I think the issue is just that you can’t really measure entropy of a non-random password. Cryptographic entropy is a property of the mechanism by which the password was generated, not the password itself. That’s why a passphrase of x characters has less entropy than a password with x characters. If someone creates a password that’s just their name any entropy estimate will be inaccurate. You need a secure random method of generation for any entropy estimates to be accurate.
Yeah, but that makes them use a combination of factors, they don’t purely use a possession factor either. Maybe I misunderstood your point though and you were saying that they involve a possession factor rather than just a knowledge factor?
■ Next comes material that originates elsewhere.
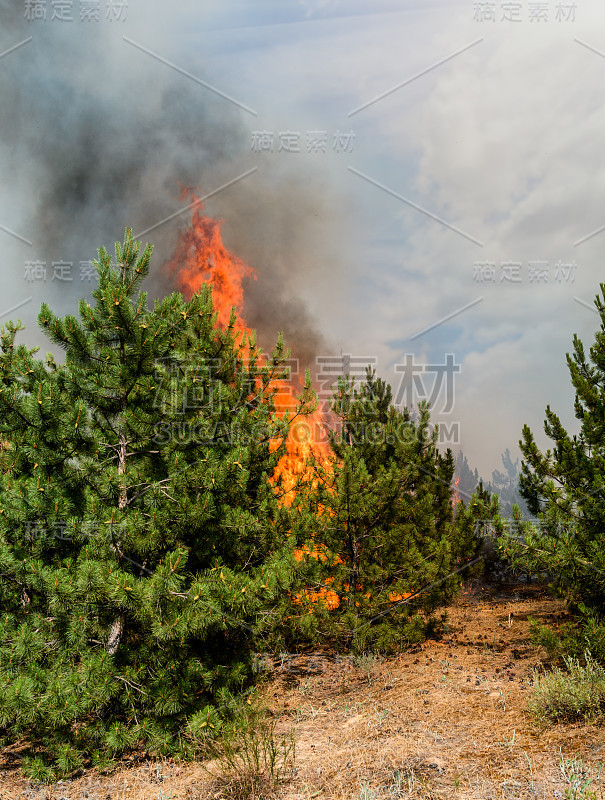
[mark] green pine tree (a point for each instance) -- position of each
(564, 486)
(383, 525)
(142, 543)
Which yeah I agree with in the case of offline password managers to some extent, although in all cases I think they are designed so that the security model doesn’t rely at all on the possession factor of the vault itself.
Does KeePass prefer printable characters (seems like)? If so, by definition, the password (even if chosen at random) doesn’t cover all UTF8/UTF16 code points and hence cannot said to be “uniformly random”. That said, I could be I am mistaken, as I am not a cryptographer.
Key management is the hardest thing in cryptography.
Escrow keys can be rotated out and/or disabled. Ideally, these are 32-byte random & have strict domain separation; that is, one-time, context-specific use: You’re not typing it anywhere or copypasting it everywhere, for example (like you would be your password when using the password manager or any other application).
Yeah I mean if you write it down then an attacker would need to a) get it b) know what it is and c) have the 2FA which is presumably enabled.
I would just try and have a master passphrase you could remember. 5 or 6 words is secure.
If you wanted, you could have your master passphrase stored an a kdbx keepass file, that only unlocks with a keyfile, and then keep 2 or 3 USB drives with the keepass file somewhere, with the keyfiles in seperate locations.
I know for crypto wallets they have these bolts that you can put a phrase on and then drill it into concrete.